To balance the equation, for those who do not believe in natural selection, then as their body is a temple, they shouldn’t ruin it through unhealthy practices, like eating unnecessary junk food. While Jesus may have befriended tax collectors, he was against unnecessary or excessive taxes, which junk food taxes would be as they would not benefit people affected by junk food illnesses. Society should be a self-regulating system with reasonable constraints and better incentives and if a bad diet means dying early, then so be it. If self-preservation and respect for others is not incentive enough to live healthily, then special taxes will not help deter junk food eating either.
Poor and Hungry:
Special junk food taxes would deprive poorer people of food since cheap junk food is a main food source. But if poorer people subsisted on poor food then they would not be around long enough to enjoy any benefits (no pun intended) from eating healthy food. If they cannot afford to pay for junk food which may be taxed, then they might as well buy healthier food at lower prices. There is no excuse for keeping poorer people on unhealthy food, but again, taxing them is not the answer. A nanny state trying to deprive people of junk food through higher taxes won’t work. It has not worked for cigarettes or alcohol. Even now, the UK government is debating whether to raise prices on beer, rather than solely relying on taxes. Taxes will only harm someone buying junk food, which is the point, but the poor will be deprived twice over, by having extra money taken from them and then not having that money invested back into their health services. There are other options to taxing, which will not make the poor, poorer and hungry.

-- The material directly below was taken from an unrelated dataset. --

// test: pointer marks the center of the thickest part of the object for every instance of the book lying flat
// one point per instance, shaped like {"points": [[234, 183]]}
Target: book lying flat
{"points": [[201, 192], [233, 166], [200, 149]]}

Imagine the future of taxes. We would end up with scenarios from the Sylvester Stallone film Demolition Man (1993), where every bad thing, including human bodily contact, was either taxed or banned. On the surface everything seemed perfect, but in reality there was a thriving black market underground in all things bad. We might not be going down this extreme route, but over-taxing will just lead to an equal and opposite reaction and a rise in black market activities. The laissez faire attitude towards foods should be tightened with food prices being regulated to fit the crime: Good food low prices; bad foods high prices. Simple. The only thing that should be taxed is our attitude towards changing our eating habits and that should be achieved through education, rather than monetary punishment.
Last, is a plea that will no doubt fall upon deaf ears. The food industry has to take a look at itself and the service it provides. Yes, their remit is to make lots of food for lots of money, but they have a responsibility in what they produce. Sooner or later, more legislation will force them to provide healthier foods at cheaper prices, negating the need for special junk food taxes. The best policies against junk food diets are education, physical exercise, and regulation of the food industry. This can be done without hurting people in the pocket.